Le tabagisme nuit fortement à la santé cardiovasculaire

Si la plupart des gens associent naturellement le tabac au cancer, ils sont encore nombreux à ne pas savoir que la cigarette est l’un des premiers facteurs de maladies cardiovasculaires : Infarctus du myocarde, accident vasculaire cérébral (AVC), anévrisme de l’aorte abdominale...

En France, on estime qu’un quart des décès liés au tabagisme sont causés par une maladie cardiovasculaire, ce qui fait du tabac la première cause de décès cardiovasculaires évitable. La journée mondiale sans tabac, qui aura lieu le 31 mai prochain, mettra en lumière ce danger.

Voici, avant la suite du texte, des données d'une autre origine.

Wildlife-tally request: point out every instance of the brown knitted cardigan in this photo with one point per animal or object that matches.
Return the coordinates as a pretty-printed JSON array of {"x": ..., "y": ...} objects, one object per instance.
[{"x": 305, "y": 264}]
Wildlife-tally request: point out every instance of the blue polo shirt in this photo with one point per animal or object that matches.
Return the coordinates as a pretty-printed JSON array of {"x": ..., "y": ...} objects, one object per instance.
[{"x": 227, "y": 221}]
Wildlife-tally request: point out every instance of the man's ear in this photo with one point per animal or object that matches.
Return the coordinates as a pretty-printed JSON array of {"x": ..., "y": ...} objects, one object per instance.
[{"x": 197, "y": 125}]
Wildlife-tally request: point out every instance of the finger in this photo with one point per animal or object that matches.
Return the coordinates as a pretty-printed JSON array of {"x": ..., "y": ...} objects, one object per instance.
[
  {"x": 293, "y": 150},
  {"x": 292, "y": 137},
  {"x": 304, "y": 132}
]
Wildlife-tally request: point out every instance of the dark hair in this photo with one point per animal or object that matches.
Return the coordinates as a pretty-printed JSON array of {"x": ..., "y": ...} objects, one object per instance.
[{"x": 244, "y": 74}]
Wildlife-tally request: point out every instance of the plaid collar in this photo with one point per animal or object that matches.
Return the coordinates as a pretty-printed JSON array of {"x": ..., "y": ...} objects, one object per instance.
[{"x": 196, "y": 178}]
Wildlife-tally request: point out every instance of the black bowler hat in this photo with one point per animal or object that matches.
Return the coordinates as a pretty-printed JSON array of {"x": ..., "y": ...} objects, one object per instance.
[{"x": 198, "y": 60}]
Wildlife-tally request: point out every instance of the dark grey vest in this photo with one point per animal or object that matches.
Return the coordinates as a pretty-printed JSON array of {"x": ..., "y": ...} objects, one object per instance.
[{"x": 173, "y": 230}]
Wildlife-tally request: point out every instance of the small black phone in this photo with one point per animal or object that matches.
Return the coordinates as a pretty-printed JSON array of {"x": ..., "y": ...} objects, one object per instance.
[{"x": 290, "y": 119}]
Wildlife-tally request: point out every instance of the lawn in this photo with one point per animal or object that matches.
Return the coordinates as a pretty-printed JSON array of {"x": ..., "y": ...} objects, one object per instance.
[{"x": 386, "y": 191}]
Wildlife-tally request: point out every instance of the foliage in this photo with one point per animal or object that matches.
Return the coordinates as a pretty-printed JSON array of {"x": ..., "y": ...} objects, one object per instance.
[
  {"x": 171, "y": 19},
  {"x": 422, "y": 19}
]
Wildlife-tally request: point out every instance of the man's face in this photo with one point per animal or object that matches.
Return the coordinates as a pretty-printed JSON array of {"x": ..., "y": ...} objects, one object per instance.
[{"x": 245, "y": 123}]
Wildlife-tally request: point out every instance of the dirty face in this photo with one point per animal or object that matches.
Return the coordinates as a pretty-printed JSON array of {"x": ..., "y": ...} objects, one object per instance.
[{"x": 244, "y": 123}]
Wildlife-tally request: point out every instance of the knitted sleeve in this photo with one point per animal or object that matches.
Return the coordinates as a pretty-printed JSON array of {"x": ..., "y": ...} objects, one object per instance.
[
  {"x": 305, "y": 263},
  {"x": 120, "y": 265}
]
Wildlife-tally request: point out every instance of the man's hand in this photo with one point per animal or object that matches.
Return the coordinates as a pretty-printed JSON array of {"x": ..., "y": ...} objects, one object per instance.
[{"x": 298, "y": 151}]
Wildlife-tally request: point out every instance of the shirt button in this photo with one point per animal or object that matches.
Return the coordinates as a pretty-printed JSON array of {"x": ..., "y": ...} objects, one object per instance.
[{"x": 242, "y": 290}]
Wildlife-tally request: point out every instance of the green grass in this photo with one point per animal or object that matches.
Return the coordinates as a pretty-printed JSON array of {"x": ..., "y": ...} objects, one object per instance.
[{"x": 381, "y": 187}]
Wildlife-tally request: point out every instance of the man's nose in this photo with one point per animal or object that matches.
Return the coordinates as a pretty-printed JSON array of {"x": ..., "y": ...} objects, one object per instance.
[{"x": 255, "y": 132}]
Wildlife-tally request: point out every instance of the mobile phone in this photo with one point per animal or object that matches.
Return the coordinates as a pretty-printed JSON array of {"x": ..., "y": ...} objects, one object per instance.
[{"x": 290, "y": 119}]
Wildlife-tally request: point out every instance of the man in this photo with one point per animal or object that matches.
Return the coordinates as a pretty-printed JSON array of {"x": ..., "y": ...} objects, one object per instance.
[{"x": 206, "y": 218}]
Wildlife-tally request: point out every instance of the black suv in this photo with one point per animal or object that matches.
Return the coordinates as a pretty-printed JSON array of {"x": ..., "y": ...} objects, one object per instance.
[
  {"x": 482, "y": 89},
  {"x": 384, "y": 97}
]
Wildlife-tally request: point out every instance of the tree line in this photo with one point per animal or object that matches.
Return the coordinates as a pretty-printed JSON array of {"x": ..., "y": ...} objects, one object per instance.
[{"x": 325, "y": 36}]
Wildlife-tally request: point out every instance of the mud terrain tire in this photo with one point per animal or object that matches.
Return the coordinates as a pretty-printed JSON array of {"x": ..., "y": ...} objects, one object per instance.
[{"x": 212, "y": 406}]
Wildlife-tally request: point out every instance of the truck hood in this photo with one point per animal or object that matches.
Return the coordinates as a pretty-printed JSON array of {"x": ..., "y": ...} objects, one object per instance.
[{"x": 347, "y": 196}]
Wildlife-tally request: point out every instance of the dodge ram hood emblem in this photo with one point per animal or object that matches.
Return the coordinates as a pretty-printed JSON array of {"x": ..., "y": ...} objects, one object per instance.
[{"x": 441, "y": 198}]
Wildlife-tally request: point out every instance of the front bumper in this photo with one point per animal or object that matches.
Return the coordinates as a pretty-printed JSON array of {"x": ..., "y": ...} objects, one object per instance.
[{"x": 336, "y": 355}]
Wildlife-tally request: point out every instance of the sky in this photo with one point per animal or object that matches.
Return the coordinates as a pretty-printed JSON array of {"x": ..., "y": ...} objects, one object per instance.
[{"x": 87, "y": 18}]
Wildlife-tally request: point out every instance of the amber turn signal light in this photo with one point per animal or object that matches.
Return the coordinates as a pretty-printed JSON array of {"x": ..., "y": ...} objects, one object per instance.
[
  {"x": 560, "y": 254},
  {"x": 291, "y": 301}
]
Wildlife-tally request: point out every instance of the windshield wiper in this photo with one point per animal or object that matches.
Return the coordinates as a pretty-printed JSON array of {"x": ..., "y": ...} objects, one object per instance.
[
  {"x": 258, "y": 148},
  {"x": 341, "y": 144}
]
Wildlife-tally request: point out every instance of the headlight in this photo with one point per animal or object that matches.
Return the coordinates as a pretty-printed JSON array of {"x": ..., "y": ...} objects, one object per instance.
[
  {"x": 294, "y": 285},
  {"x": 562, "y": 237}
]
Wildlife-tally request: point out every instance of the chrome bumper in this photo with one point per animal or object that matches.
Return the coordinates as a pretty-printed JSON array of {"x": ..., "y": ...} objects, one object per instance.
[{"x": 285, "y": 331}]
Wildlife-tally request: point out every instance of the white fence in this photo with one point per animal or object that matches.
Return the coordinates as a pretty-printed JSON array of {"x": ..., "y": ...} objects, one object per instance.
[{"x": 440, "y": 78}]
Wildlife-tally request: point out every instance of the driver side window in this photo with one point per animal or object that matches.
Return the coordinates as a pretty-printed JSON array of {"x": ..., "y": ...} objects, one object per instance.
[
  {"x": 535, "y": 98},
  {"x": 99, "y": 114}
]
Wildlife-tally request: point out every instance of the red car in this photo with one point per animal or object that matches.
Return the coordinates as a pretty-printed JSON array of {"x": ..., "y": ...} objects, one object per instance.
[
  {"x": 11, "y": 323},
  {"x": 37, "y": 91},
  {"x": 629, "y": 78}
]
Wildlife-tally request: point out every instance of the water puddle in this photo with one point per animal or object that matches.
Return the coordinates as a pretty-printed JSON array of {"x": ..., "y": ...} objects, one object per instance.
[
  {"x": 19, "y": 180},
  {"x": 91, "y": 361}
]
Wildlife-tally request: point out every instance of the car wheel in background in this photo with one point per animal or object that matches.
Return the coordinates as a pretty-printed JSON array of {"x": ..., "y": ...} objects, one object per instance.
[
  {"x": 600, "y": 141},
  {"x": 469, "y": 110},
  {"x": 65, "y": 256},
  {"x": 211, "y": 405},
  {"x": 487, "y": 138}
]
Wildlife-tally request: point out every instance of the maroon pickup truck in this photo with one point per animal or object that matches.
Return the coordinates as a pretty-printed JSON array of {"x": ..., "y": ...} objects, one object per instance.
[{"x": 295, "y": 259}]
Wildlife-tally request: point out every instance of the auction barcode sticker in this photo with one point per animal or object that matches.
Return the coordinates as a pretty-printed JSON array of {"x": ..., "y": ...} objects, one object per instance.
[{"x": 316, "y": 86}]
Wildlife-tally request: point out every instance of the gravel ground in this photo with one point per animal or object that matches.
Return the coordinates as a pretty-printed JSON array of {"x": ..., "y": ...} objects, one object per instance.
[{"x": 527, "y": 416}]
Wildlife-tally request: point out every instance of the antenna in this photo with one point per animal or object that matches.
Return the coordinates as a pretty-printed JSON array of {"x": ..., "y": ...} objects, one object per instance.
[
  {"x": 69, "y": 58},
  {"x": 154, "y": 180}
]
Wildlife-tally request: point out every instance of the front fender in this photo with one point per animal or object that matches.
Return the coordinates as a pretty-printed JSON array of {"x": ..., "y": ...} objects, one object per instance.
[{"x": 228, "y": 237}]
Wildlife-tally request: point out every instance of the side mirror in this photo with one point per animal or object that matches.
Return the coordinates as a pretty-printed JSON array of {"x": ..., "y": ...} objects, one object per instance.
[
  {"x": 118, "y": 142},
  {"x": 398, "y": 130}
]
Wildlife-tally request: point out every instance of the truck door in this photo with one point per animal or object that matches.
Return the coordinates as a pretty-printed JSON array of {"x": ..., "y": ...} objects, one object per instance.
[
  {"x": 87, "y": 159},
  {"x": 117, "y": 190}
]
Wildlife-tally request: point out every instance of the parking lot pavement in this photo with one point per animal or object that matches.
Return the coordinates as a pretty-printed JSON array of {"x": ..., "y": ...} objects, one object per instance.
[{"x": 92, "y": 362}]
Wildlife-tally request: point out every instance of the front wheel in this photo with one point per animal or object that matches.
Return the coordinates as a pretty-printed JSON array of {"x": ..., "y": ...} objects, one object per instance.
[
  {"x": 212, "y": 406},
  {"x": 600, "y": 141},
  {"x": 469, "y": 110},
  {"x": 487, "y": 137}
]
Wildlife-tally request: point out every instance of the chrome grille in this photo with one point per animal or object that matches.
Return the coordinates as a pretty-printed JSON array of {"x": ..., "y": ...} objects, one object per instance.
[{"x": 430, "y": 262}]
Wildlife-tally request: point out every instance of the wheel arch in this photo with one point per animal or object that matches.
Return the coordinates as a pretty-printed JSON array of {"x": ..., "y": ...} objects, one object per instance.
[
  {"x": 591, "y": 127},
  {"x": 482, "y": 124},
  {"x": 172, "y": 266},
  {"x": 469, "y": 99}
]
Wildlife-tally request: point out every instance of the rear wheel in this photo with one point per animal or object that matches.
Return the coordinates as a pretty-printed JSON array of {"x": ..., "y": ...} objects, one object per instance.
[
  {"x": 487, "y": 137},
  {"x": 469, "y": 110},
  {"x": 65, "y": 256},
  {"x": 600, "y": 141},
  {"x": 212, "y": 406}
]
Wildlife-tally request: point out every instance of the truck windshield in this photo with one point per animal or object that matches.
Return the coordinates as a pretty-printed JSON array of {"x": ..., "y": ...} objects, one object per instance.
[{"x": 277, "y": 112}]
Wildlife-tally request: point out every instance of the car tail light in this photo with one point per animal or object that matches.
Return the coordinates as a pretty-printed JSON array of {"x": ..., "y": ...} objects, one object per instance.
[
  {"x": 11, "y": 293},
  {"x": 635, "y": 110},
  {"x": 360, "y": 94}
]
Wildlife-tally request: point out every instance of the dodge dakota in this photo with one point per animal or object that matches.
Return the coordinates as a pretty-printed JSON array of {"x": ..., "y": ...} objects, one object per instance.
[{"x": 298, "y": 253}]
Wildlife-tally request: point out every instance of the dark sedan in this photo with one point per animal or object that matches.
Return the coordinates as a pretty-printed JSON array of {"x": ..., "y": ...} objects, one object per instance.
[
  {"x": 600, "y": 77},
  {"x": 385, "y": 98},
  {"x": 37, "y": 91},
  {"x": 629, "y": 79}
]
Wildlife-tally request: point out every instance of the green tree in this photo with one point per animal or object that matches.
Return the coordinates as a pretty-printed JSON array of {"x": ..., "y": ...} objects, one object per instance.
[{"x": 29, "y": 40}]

Le monoxyde de carbone contenu dans la fumée de tabac, une fois inhalé, se retrouve en effet dans le sang du fumeur et est capable de se fixer sur les globules rouges à la place de l’oxygène. Cela entraîne une diminution du taux d’oxygène dans le sang ainsi qu’un défaut d’oxygénation des tissus et des organes qui ne peuvent alors plus assurer leurs rôles. Le corps va ensuite augmenter la fréquence cardiaque et la pression artérielle pour combler ce manque d’oxygène, ce qui accroît les risques d’accident cardiovasculaire.

Les artères sont particulièrement sensibles au tabagisme qui influe sur leur capacité à se dilater ou se contracter. En raison du tabac, les artères ne se dilatent plus normalement et peuvent produire un spasme artériel et donc une diminution du flux sanguin, ce qui peut provoquer un infarctus. Avec la diminution de l’oxygène dans le sang, ce dernier devient de plus en plus visqueux avec un risque accru d’obturation d’artères, ce qui peut provoquer également un infarctus. Si un caillot obture une artère du cerveau, c’est l’accident vasculaire cérébral.

Enfin, le tabagisme entraîne une diminution du HDL (lipoprotéines de haute densité), des molécules chargées d’enlever le cholestérol de la paroi des vaisseaux pour l’amener au foie. Au contraire, il favorise l’augmentation du taux de LDL (lipoprotéines de basse densité) qui, elles, sont susceptibles de déposer du cholestérol sur la paroi artérielle, et donc de favoriser une thrombose.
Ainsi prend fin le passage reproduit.